On Oct. 12, 2017, the National Institutes of Health (NIH) launched a collaboration with 11 leading biopharmaceutical companies known as the Partnership for Accelerating Cancer Therapies (PACT) to advance development of immunotherapies for cancer. The partnership is a five-year public-private research collaboration totaling $215 million that is part of the Cancer Moonshot research initiative set in motion in 2016 under the Obama Administration.

PACT will initially aim to identify, develop, and validate robust biomarkers to advance new immunotherapy treatments for cancer. Research will also integrate immune and other related oncology biomarkers into clinical trials by defining a set of standardized biomarkers to be tested across a variety of studies.

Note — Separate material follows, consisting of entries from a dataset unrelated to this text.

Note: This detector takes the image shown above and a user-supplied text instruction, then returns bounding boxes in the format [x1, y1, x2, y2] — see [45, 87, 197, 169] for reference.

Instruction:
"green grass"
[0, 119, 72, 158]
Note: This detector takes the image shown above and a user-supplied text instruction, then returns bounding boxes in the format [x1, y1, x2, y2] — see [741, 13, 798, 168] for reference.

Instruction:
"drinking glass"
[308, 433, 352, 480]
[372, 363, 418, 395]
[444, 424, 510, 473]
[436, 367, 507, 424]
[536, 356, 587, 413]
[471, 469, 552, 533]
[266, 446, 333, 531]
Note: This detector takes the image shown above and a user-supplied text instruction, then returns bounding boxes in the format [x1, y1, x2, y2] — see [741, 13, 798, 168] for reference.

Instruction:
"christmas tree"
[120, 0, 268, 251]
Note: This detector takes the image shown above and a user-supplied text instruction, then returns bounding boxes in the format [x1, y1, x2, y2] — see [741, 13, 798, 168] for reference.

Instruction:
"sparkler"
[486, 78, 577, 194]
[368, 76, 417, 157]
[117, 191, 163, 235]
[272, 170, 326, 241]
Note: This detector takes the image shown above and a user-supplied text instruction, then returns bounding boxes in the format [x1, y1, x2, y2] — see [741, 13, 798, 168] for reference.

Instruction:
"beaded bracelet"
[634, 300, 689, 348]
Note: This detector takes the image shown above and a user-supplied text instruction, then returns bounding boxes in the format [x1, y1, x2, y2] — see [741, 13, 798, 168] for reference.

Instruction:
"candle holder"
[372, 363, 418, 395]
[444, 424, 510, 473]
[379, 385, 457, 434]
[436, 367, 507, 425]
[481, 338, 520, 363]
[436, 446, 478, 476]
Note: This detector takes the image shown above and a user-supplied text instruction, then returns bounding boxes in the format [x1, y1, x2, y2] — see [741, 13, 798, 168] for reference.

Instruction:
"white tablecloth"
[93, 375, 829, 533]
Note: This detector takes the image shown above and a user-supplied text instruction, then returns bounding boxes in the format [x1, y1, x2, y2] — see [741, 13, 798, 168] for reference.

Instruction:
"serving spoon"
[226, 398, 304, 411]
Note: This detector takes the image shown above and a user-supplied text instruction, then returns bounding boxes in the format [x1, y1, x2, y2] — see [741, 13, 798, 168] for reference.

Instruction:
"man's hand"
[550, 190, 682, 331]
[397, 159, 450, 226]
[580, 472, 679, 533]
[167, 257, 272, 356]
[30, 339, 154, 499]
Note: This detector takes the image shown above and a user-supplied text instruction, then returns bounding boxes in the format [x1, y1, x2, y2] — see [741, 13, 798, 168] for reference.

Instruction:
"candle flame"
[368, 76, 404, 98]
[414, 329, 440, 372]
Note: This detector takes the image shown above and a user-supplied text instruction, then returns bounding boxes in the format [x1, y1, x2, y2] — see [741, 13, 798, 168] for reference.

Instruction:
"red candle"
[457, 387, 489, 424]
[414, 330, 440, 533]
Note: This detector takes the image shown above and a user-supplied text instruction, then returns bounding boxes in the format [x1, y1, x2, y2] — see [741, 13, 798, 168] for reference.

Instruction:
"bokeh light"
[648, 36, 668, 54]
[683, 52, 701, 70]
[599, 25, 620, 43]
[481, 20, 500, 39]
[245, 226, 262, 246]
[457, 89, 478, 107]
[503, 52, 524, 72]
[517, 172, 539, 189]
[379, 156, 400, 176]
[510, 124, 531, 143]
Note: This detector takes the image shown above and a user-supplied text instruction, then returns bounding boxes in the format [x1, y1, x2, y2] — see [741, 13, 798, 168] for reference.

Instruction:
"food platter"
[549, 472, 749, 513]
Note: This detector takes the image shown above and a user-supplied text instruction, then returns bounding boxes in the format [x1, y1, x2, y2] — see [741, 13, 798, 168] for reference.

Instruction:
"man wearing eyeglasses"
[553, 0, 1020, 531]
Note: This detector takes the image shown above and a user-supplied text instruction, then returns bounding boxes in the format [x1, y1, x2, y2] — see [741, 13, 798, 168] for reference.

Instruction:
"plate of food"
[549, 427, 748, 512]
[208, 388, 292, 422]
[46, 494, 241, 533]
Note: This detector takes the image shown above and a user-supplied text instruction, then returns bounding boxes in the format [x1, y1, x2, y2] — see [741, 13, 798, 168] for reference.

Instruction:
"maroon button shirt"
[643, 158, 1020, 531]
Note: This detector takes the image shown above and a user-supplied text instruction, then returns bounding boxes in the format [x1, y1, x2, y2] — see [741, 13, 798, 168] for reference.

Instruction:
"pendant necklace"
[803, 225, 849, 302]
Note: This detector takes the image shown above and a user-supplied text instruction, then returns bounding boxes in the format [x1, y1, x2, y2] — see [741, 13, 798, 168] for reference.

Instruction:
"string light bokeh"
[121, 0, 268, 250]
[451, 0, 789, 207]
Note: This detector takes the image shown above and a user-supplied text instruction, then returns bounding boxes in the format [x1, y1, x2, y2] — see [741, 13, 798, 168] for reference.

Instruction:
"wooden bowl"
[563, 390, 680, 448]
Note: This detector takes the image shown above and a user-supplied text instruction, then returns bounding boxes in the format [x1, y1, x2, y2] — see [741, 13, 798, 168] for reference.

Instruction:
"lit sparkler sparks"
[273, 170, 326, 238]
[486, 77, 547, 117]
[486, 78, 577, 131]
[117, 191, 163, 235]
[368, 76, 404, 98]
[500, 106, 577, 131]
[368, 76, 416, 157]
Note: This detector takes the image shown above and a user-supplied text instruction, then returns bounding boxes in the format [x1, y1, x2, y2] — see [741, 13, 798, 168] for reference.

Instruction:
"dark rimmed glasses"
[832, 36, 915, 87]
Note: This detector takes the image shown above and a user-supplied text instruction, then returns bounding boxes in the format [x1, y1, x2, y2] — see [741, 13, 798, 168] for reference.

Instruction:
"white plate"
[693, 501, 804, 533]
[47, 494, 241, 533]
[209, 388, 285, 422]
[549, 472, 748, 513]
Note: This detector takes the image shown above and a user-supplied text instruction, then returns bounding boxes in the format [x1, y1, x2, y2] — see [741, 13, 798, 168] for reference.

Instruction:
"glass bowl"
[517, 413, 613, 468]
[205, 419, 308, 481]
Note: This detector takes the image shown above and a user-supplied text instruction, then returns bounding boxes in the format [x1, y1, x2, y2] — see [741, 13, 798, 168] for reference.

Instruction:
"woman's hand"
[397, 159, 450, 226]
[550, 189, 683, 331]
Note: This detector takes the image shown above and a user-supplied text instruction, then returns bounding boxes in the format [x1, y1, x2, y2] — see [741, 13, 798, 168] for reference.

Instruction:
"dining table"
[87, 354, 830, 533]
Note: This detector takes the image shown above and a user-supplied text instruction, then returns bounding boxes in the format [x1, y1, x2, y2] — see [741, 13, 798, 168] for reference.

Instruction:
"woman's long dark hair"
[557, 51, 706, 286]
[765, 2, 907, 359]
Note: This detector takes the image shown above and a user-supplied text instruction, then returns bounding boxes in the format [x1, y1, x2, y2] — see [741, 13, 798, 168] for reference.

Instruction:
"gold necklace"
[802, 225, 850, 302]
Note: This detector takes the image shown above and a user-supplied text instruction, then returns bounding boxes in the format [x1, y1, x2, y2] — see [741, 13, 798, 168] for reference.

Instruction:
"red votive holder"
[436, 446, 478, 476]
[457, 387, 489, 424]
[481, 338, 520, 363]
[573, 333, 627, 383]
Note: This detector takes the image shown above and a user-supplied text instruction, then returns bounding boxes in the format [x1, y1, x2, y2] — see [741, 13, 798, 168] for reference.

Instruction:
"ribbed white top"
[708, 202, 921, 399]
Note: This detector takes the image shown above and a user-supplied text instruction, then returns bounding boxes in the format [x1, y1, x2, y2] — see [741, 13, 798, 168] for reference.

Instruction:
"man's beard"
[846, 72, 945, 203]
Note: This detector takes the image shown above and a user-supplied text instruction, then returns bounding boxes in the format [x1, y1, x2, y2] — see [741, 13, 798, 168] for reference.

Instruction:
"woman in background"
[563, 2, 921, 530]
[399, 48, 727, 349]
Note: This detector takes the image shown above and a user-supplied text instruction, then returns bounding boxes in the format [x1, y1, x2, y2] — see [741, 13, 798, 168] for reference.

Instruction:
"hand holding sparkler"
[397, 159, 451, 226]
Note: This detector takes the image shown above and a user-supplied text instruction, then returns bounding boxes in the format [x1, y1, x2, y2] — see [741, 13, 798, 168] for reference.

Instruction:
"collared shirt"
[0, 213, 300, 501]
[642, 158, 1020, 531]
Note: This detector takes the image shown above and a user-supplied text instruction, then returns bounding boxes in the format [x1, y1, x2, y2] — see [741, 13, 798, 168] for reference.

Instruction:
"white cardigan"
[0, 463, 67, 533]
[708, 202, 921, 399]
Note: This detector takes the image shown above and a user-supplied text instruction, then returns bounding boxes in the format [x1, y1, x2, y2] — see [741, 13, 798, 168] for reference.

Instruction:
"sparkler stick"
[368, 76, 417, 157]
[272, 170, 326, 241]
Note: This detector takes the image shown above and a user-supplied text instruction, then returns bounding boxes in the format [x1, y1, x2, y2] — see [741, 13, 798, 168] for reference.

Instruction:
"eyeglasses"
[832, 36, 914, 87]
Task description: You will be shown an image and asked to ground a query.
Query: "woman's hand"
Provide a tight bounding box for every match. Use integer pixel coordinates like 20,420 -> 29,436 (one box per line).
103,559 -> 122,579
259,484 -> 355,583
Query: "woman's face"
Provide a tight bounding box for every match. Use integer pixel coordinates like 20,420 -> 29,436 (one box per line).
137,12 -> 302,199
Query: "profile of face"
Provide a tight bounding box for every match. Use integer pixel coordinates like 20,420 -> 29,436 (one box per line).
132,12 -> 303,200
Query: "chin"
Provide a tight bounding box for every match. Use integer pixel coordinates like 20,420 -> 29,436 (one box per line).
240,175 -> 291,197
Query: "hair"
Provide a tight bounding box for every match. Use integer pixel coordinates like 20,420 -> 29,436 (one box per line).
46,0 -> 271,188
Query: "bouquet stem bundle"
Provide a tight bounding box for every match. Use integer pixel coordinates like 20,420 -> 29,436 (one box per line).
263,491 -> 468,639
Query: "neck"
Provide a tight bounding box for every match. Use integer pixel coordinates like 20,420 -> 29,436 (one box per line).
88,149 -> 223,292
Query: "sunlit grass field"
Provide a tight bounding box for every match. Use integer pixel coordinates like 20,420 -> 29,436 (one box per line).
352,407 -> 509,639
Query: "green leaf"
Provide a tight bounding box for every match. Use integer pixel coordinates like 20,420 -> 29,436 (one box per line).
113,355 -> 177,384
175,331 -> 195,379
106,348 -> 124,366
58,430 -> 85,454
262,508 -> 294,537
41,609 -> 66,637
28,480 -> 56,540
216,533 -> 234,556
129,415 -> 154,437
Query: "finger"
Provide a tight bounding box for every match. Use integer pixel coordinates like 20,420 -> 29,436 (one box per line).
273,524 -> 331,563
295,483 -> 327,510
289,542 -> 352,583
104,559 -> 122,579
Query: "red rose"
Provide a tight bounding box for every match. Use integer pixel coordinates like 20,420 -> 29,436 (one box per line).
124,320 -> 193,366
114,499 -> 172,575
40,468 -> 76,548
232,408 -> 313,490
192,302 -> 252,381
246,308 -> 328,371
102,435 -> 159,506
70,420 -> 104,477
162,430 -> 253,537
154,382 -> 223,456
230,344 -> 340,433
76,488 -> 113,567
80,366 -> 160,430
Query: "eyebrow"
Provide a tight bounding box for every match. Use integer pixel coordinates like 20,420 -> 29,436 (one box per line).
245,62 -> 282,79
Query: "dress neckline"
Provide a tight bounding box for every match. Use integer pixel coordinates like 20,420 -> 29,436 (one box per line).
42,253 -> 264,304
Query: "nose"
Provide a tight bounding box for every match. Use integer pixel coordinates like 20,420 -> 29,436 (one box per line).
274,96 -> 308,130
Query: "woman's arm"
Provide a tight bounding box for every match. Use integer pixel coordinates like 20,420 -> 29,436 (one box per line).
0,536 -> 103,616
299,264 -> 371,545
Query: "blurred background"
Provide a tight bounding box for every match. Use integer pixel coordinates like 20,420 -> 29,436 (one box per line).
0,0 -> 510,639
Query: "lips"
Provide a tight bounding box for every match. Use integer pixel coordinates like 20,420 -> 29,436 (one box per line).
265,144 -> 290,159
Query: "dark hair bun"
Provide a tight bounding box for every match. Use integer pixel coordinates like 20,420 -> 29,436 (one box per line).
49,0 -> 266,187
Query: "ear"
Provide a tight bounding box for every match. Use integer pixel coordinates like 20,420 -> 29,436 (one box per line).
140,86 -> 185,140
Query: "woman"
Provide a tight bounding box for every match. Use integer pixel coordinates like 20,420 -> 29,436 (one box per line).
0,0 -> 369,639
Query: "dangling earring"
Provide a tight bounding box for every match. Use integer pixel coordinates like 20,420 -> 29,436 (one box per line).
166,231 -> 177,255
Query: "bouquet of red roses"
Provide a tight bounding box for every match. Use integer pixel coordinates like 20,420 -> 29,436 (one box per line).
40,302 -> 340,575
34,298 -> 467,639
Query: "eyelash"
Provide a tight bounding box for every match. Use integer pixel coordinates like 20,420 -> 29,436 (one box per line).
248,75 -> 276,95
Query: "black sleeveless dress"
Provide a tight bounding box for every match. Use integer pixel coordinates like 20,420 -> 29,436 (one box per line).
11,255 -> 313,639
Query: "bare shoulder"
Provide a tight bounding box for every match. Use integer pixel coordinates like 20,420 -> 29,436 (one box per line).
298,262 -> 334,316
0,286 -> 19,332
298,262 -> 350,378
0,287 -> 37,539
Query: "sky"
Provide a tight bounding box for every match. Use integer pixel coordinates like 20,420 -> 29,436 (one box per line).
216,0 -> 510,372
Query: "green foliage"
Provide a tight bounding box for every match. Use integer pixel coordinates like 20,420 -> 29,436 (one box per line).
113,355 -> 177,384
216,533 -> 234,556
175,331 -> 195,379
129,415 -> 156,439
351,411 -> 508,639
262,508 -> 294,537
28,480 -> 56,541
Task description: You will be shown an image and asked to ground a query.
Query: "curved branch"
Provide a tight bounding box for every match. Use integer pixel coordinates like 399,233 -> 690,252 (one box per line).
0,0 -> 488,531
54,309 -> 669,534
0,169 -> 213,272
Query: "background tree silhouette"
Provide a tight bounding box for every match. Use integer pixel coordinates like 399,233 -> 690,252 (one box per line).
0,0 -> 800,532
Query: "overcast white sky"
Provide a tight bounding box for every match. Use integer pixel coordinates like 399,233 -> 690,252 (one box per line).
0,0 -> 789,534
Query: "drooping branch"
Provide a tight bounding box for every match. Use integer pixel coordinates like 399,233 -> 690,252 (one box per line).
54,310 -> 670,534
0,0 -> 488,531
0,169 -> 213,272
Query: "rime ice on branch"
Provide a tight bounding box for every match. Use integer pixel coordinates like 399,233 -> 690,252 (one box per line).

This approach is expected to consistently generate data, uniform and harmonized assays to support data reproducibility, comparability of data across trials, and discovery and validation of new biomarkers for immunotherapy and related combinations.  The partnership will also facilitate information sharing by all stakeholders to better coordinate clinical efforts, align investigative approaches, reduce duplication, and enable more high-quality trials to be conducted. It will be managed by the Foundation for the National Institutes of Health (FNIH), with FDA serving in an advisory role.

Partners include AbbVie, Amgen, Boehringer Ingelheim, Bristol-Myers Squibb, Celgene, Roche’s Genentech, Gilead Sciences, GlaxoSmithKline, Johnson & Johnson’s Janssen Pharmaceutical Companies, Novartis Institutes for Biomedical Research, and Pfizer. Additional support has been provided by the Pharmaceutical Research and Manufacturers Association. The 11 partner organizations will contribute up to $1 million per year for five years through the FNIH for a total private sector contribution of $55 million. NIH will contribute $160 million over the five years of the partnership, pending availability of funds.

“We have seen dramatic responses from immunotherapy, often eradicating cancer completely for some cancer patients,” said NIH Director Francis S. Collins, MD, PhD, in an agency press release.  “We need to bring that kind of success—and hope—for more people and more types of cancers, and we need to do it quickly.   A systematic approach like PACT will help us to achieve success faster.”